New research has found that the Omicron variants are less likely to have long-term COVID compared to the delta variants.
An analysis of data from the ZOE COVID Symptom Study app by researchers at King’s College London is published in a paper today the Lancet, The findings are from the first peer-reviewed study to report on long-term COVID exposure and the Omron variant.
Long COVID is defined by NICE guidelines as having new or ongoing symptoms four weeks or more after the onset of illness. Symptoms include fatigue, shortness of breath, lack of concentration and joint pain. Symptoms can adversely affect day-to-day activities, and in some cases can be severely limited.
The researchers found that those during the Omicron period versus the delta period were 20-50% less likely to experience prolonged COVID, depending on age and time since vaccination.
The study identified 56,003 UK adult cases who had previously tested positive between 20 December 2021 and 9 Marchth 2022 when Omicron was the dominant strain. The researchers compared these cases to 41,361 cases that first tested positive between 1 June 2021 and 27 November 2021, when the delta variant was dominant.
The analysis shows that 4.4% of Omicron cases were chronic COVID, compared to Delta’s 10.8% of cases. However, the absolute number of people experiencing prolonged COVID was actually higher in the Omicron period.
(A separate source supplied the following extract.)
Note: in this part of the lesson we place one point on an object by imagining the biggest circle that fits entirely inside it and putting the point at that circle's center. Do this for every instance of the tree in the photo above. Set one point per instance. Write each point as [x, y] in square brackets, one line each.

This was due to the huge number of people infected with Omicron from December 2021 to February 2022. The UK’s Office of National Statistics estimated that the number of people with chronic COVID-19 actually increased from 1.3 million in January 2022 to 1 to 2 million as of January 2022.scheduled tribe May 2022.
Lead author, Dr Claire Steves, from King’s College London, said: “The Omicron variant is significantly less likely to cause long-term COVID-19 than the previous variant, but is nonetheless 1 in 23 people who develop COVID-19. catches-19, has symptoms for more than four weeks. . Given the number of people affected it is important that we continue to support them at work, at home and within the NHS.”
material provided by King’s College London, Note: Content can be edited for style and length.